Reg No
21905401
Rating
National
Categories of Special Interest
Architectural, Social
Original Use
Library/archive
In Use As
Library/archive
Date
1915 - 1920
Coordinates
133519, 121937
Date Recorded
01/07/2009
Date Updated
--/--/--
Detached two-bay single-storey Carnegie library, built in 1917, having breakfront porch and two-bay gable-fronted break front to front (south). Hipped slate roof, having pitched slate roof to gable-fronted break-front. Roughcast rendered chimneystack, timber clad eaves and cast-iron rainwater goods. Timber cornice with timber corbels to flat lead clad roof of porch. Roughcast rendered parapet wall to gable-fronted breakfront having tooled limestone coping. Roughcast rendered walls with rendered plinth, having tooled limestone plaque surmounted by cornice to front elevation of breakfront.
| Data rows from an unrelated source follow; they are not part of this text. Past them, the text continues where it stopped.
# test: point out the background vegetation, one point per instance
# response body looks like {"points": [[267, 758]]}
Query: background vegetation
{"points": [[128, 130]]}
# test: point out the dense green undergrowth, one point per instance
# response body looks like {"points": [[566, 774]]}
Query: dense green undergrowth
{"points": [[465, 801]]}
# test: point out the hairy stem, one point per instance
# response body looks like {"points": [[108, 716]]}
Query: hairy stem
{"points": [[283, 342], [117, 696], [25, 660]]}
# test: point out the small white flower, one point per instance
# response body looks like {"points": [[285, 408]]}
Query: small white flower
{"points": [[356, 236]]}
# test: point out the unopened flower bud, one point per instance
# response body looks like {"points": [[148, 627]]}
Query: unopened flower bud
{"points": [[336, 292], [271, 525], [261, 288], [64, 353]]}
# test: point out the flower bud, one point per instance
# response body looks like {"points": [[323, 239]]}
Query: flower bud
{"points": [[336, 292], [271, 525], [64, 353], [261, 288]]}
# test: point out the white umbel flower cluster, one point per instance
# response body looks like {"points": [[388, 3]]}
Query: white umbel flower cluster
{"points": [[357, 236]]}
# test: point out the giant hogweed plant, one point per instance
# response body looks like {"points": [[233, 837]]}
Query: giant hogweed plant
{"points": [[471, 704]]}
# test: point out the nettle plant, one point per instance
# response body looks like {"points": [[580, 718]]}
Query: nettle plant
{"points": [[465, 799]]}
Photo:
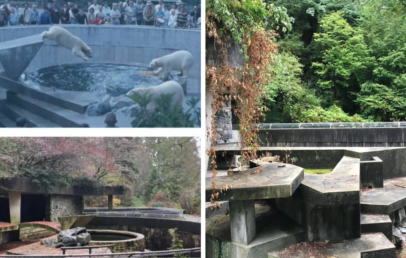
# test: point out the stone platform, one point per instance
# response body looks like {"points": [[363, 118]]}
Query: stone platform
{"points": [[327, 206], [273, 182], [275, 231]]}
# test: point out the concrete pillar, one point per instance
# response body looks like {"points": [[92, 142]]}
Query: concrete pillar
{"points": [[14, 199], [110, 202], [242, 221]]}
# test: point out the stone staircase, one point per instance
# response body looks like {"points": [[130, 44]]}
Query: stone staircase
{"points": [[334, 207]]}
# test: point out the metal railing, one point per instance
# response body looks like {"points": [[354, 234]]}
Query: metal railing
{"points": [[270, 126], [191, 252]]}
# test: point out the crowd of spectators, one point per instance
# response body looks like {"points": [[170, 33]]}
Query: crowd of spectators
{"points": [[122, 13]]}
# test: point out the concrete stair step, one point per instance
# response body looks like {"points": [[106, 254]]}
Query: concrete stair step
{"points": [[71, 100], [5, 121], [55, 114], [368, 245], [13, 112], [61, 116], [385, 200], [373, 223]]}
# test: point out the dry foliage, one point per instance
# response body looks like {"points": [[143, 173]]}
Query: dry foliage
{"points": [[244, 85]]}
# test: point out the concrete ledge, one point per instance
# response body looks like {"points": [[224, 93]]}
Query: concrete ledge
{"points": [[275, 231], [368, 245], [272, 182], [71, 100], [341, 186], [334, 137], [372, 173], [376, 223], [327, 206], [385, 200], [211, 211], [25, 185]]}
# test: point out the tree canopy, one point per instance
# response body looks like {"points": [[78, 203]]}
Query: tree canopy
{"points": [[154, 171]]}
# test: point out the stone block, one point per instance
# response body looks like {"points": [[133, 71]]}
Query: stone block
{"points": [[83, 238]]}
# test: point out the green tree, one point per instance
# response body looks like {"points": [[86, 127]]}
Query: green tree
{"points": [[344, 54], [382, 97]]}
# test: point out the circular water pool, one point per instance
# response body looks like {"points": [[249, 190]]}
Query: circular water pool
{"points": [[90, 77], [122, 241]]}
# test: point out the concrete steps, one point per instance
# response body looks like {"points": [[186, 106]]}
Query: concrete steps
{"points": [[374, 223], [385, 200], [11, 112], [5, 121], [369, 245], [55, 114]]}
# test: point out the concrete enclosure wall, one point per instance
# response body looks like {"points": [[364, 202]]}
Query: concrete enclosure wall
{"points": [[155, 230], [116, 44], [64, 205], [336, 137]]}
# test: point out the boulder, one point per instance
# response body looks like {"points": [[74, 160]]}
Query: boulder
{"points": [[117, 90], [131, 111], [83, 239], [120, 102], [104, 106]]}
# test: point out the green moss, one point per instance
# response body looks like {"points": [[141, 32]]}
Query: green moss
{"points": [[317, 171]]}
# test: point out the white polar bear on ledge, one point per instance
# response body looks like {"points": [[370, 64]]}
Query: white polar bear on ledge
{"points": [[169, 87], [65, 39], [179, 61]]}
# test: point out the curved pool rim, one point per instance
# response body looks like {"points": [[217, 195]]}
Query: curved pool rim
{"points": [[136, 242]]}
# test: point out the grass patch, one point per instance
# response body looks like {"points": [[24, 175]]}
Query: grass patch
{"points": [[317, 171]]}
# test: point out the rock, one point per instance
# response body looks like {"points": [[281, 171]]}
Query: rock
{"points": [[91, 110], [132, 111], [104, 106], [71, 232], [398, 234], [120, 102], [83, 239], [117, 90], [49, 242], [69, 240]]}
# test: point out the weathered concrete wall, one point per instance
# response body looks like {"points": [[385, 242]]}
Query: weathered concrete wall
{"points": [[116, 44], [34, 233], [14, 199], [8, 236], [307, 158], [336, 137], [64, 205], [223, 123], [371, 172]]}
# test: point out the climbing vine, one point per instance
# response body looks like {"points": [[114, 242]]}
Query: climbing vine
{"points": [[248, 23]]}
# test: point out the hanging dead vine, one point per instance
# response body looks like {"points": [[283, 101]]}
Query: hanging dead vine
{"points": [[245, 85]]}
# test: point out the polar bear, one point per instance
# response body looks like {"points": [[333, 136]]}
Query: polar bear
{"points": [[169, 87], [179, 61], [65, 39]]}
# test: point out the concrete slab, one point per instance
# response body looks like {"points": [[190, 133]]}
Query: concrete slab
{"points": [[385, 200], [373, 223], [327, 206], [272, 182], [16, 55], [5, 226], [216, 209], [242, 221], [372, 173], [369, 245]]}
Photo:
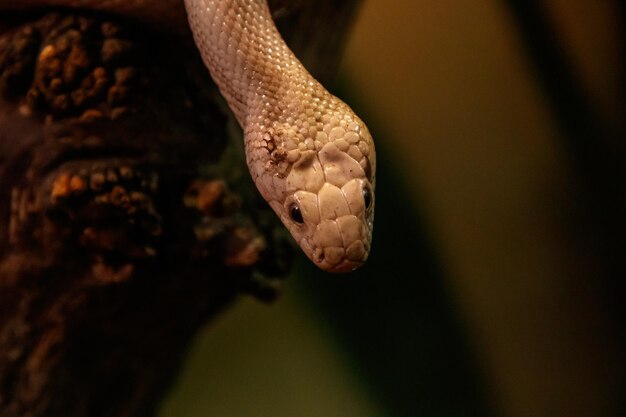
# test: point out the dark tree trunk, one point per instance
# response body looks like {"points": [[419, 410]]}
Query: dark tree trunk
{"points": [[127, 219]]}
Ashlar limestone walls to porch. Square-headed window openings having tooled limestone sills, raised render surrounds and replacement multiple-pane timber casement windows. Square-headed door opening with chamfered ashlar limestone surround to porch, having recent render approach with recent railing and replacement timber battened door. Rendered enclosing plinth wall having square-profile corner piers, render coping, and wrought-iron gate. Located on the western side of the village of Broadford.
A fine example of early twentieth-century building which was designed by Richard Caulfield Orpen with money donated by a Scottish-American businessman and philanthropist Andrew Carnegie, who was responsible for the construction of over 600 libraries within Ireland and Britain. The form of the building shows subtle influences from both Edwardian and the Arts and Crafts styles with a wide range of materials from tooled limestone, roughcast rendered walls, slate roof to a lead clad timber roof to the porch and varying elongated to horizontal form windows. The architect Richard Caulfield Orpen, an important early twentieth-century architect, is often seen as the originator of the bungalow, with this building displaying a classic hipped roof and a gable-fronted break front bay.